We are using the model organism Caenorhabditis elegans and comparing both known mutants and natural isolates with the reference strain PD1074. We collaborate with Erik Anderson on C. elegans and Lauren McIntyre on study design and biostatistics. The conceptual steps that we use in this project are:
- Use high-resolution LC-MS to compare a mutant with PD1074. We use both Thermo Q-Exactive HF Orbitrap and 12 T Bruker Solerix FT-ICR. We collaborate on this with Facundo Fernandez, Jon Amster, Franklin Leach, and Frank Schroeder.
- Peaks that change intensity between mutant and PD1074 and do not match databases will be further analyzed.
- From the accurate m/z values, we can determine the molecular formula
- From the molecular formula, we will attempt to enumerate as many possible molecules as possible using resources such as chemspider.

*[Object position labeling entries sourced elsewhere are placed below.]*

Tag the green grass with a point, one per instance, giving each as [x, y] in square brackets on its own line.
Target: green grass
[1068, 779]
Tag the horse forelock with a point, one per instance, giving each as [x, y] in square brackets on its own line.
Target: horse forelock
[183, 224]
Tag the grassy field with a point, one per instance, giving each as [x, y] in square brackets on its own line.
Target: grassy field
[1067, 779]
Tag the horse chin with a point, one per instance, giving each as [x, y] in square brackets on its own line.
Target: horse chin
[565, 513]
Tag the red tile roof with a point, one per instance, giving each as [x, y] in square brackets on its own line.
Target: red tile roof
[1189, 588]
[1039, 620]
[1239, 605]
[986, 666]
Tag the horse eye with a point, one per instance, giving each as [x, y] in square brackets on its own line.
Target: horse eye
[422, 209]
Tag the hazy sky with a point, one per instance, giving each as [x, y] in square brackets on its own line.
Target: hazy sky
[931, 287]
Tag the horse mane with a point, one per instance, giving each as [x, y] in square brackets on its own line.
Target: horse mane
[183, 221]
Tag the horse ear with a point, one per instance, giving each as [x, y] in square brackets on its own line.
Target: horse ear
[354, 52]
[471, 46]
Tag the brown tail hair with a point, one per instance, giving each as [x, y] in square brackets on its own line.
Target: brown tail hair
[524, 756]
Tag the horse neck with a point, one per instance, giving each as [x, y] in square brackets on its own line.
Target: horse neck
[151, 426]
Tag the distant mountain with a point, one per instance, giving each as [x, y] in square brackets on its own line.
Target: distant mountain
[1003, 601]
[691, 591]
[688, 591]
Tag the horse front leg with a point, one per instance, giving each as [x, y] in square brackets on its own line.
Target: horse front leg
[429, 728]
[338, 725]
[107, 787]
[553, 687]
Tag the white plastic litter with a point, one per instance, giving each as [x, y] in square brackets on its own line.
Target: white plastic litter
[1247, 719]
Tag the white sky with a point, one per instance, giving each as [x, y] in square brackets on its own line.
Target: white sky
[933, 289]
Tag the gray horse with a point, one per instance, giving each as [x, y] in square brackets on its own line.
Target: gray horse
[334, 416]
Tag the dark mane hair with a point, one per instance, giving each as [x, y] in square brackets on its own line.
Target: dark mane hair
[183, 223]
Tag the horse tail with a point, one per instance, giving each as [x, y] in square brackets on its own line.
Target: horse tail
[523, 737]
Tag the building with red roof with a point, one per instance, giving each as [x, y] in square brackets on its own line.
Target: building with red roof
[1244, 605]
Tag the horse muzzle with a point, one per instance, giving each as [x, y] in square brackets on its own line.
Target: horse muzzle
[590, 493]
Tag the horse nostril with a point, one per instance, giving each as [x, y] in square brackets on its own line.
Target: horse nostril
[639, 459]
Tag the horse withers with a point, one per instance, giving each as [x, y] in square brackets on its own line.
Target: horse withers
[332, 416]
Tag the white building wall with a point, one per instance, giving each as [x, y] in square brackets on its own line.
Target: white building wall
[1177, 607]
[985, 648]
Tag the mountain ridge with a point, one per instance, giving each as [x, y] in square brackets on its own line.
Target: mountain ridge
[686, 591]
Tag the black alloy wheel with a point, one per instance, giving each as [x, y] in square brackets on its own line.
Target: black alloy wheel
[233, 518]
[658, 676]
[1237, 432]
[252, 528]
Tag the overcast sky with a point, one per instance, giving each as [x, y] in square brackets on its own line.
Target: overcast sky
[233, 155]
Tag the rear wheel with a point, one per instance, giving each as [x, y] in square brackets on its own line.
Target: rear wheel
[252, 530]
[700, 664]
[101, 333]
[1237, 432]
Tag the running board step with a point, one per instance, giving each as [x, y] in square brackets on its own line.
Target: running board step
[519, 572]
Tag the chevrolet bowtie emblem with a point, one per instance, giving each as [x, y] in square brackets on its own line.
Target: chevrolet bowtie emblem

- Each of the possible structures will be computed by high-level quantum mechanical techniques developed by our collaborator, Kennie Merz.
- We will then compare computed and experimental NMR chemical shifts by adapting an approach called SUMMIT developed by the Bruschweiler lab.
- The experimental NMR data will be obtained by making a fraction library of C. elegans PD1074 reference material. Each HPLC fraction will be analyzed by both NMR and LC-MS, and we will associate unknown LC-MS peaks with NMR data and their retention time.